Outro modalizador interessante é o verbo poder que também pode se enquadrar
em diferentes modalidades. Vejamos as possibilidades nos exemplos abaixo:
Ex.1: Os candidatos podem apresentar-se em traje esportivo (= é facultativo).
Ex.2: Os preços podem cair nos próximos meses (= é possível).
O exemplo 3 e 4 que colocaremos a seguir foram retirados da sentença 03 (mora
do segurado).
Ex.3:
Fragmento 1: “Não se podem afastar as considerações ali lançadas...”
Ex.4:
Fragmento 2: “Conforme se pode constatar pelos documentos de fls. 51 dos
autos.”
Nos dois primeiros exemplos temos a utilização do verbo poder em dois tipos de
modalidades diferentes, o primeiro com sentido facultativo e também fazendo parte da
categoria do deôntico, por tratar de uma conduta ou norma que diz ser facultativo
“apresentar-se em traje esportivo”; e o segundo com sentido de possibilidade
circunstancial, ou seja, que é provável que caia, porém não se sabe ao certo se irá
acontecer. E por se tratar de manifestação de crença em relação ao conteúdo veiculado
esse verbo se enquadra na categoria do epistêmico.
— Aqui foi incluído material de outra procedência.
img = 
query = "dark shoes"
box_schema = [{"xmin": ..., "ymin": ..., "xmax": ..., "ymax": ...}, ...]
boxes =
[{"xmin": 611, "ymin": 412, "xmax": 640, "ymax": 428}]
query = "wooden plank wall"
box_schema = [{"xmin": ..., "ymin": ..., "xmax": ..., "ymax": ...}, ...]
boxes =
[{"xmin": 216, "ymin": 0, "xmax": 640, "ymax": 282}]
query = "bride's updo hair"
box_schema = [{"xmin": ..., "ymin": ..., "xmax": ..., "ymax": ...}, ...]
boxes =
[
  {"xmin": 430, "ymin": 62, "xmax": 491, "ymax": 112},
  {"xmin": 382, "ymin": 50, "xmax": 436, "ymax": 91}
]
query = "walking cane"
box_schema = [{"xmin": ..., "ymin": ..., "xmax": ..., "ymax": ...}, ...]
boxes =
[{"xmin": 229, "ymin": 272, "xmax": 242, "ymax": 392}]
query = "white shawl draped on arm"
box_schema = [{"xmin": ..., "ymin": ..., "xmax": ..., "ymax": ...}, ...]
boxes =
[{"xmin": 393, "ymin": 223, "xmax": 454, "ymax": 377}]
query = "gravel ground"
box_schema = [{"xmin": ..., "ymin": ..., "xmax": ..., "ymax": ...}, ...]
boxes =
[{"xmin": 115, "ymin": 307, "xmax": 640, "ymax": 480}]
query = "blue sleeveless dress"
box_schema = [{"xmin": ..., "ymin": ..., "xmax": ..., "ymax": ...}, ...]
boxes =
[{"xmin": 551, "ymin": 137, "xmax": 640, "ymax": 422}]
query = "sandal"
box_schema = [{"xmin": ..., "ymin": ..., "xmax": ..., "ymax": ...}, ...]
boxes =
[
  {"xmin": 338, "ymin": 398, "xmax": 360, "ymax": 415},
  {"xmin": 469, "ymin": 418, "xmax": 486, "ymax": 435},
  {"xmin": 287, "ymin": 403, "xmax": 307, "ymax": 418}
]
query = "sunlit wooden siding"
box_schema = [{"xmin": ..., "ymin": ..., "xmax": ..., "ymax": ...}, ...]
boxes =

Nos dois exemplos retirados da sentença 03 temos o primeiro verbo denotando
orientação por conduta ou norma, pois informa que não se pode fazer algo, ou seja, que
é proibido; e o segundo com um sentido que pode confundir bastante, pois é bem
parecido com o exemplo 2 (Os preços podem cair nos próximos meses). Porém, se nos
esforçarmos em analisar o que cada frase consegue passar chegaremos à conclusão de
que há uma diferença bem sutil entre essas duas modalidades de emprego do verbo
poder. Vejamos na explicação abaixo:
Quando se diz “Conforme se pode constatar pelos documentos de fls. 51 dos
autos” há a intenção comunicativa de dizer que se os autos foram consultados no local
especificado é certo que será constatado como o falante garante. Porém quando na frase
“Os preços podem cair nos próximos meses” o falante emprega o verbo poder, ele
transmite uma idéia de incerteza, pois não é certo que os preços venham a cair, é só a
opinião do locutor.
CONSIDERAÇÕES FINAIS
Concluímos, com isso, que o uso dos modalizadores no discurso jurídico
contribui de maneira significativa para levar o auditório ao convencimento e para evitar
que o falante possa perder a confiança e aceitabilidade do auditório no que diz respeito
aos fatos relatados na decisão sentencial, pois qualquer sinal de dúvida razoável,
mínima que seja, implica possibilidade de que os fatos narrados nessa decisão venham a
ser refutados devido a alguma inconsistência argumentativa ou até mesmo contradição
nos argumentos propostos pelo jurista.
REFERÊNCIAS
HENRIQUES, Antônio. Argumentação e discurso jurídico. São Paulo: Atlas, 2008.
KOCH, I. G. V. A inter-ação pela linguagem. São Paulo: Contexto, 2000.
KOCH, I. G. V. Argumentação e linguagem. São Paulo: Cortez, 1999.